Bob was a local banker. He lived in the same town where his bank was. He was a loan officer, probably a Vice President, and worked for the bank for years. Bob married his high school sweetheart, raised four or five kids in the town you lived in, belonged to the local optimist club, and attended a local church every Sunday. Bob showed up at most of the civic events in town. You saw him at many of the weddings, christenings, and funerals in town too. Bob knew everybody who was anybody in your town. He also knew a lot of nobody’s as well, but that didn’t matter to him – anybody or nobody, you were from his town and he was the banker.

Bob viewed himself as the guardian of the bank’s money, and the reputation of the bank in the local community was very important to him. When people needed money, they would come to Bob to apply for a loan. There was paperwork to fill out, but it usually wasn’t very extensive. Bob looked at the paperwork to be sure, but Bob knew you, he knew your parents, he knew where you worked, and he knew how much money you made. Most importantly, Bob had a pretty good idea what sound financial practices were and he cared about your financial well-being because it was tied to his bank’s reputation.

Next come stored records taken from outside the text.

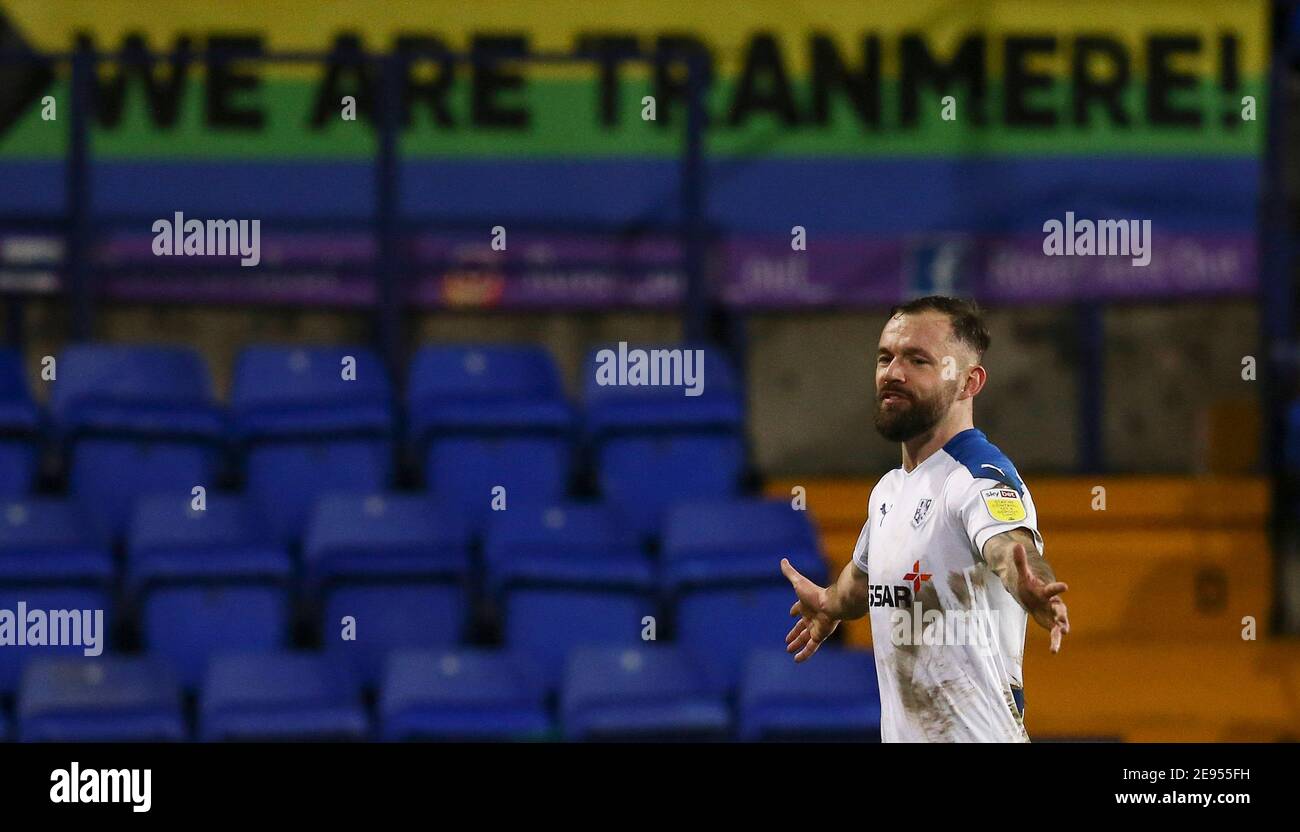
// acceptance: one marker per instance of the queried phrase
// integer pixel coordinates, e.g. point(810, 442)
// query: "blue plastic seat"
point(100, 700)
point(485, 416)
point(384, 536)
point(641, 408)
point(485, 389)
point(737, 541)
point(47, 541)
point(109, 475)
point(460, 694)
point(304, 391)
point(170, 542)
point(720, 628)
point(832, 696)
point(638, 693)
point(388, 618)
point(134, 390)
point(307, 429)
point(547, 624)
point(280, 696)
point(642, 476)
point(466, 471)
point(286, 477)
point(563, 545)
point(13, 659)
point(186, 624)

If you tried to borrow money to buy a house or a car you couldn’t afford, Bob would take you aside, puffing on his cigar, and say, “Son [a term applied to all males under 50 years old, sic] there’s no way I can loan you this money because you can’t pay it back. If I have to foreclose on you, my name will be mud in this town…”

Hey Nostalgists, your drugs aren’t wanted here! Maybe next year if Bank of America stops trading at $13 we can afford your family trip back to Pleasantville.